Objective: The use of rituximab in vasculitis has increased interest in B cell biology. A subpopulation of B cells expressing CD25 shows antigen-presenting properties and may have regulatory functions. We assessed subpopulations of B cell maturation (Bm) and markers related to activity and antigen presentation, and related the findings to disease activity.
Methods: Multiparameter flow cytometry was used to assess numbers and proportions of circulating lymphocytes from 34 patients with vasculitis (16 remission, 18 active) and 20 controls.

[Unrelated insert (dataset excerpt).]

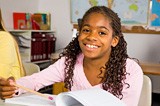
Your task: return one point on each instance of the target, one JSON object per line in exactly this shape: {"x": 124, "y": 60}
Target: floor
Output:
{"x": 155, "y": 99}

Results: Active vasculitis samples showed decreased proportions of Bm1 (7.8% vs 11%; p = 0.041), Bm2' (0.2% vs 0.7%; p = 0.002), and Bm3/Bm4 (0.1% vs 0.3%; p = 0.006), compared with controls; Bm2 cells were the most frequently occurring B cells but they were not significantly different in active vasculitis (74% vs 62%; p = 0.083). In patients with remission the proportion of CD25+ B cells was increased compared to controls (48% vs 29%, respectively; p = 0.006) and also compared to active vasculitis (23%; p = 0.006). The proportion of CD86+ B cells was also increased (31%) compared to active vasculitis (8%; p = 0.001), and to controls (6%; p = 0.0003). In multivariate analysis, Bm2' cells and CD25+27- B cells were independently influencing the patient group.
Conclusion: In active vasculitis, a lower proportion of Bm1 cells may indicate activated B cells. Patients in remission had higher proportions of CD25+ (α-chain of interleukin 2 receptor) and CD86+ (costimulatory molecule) B cells. We suggest that these B cells may have a regulatory role, or alternatively may result from previous treatment.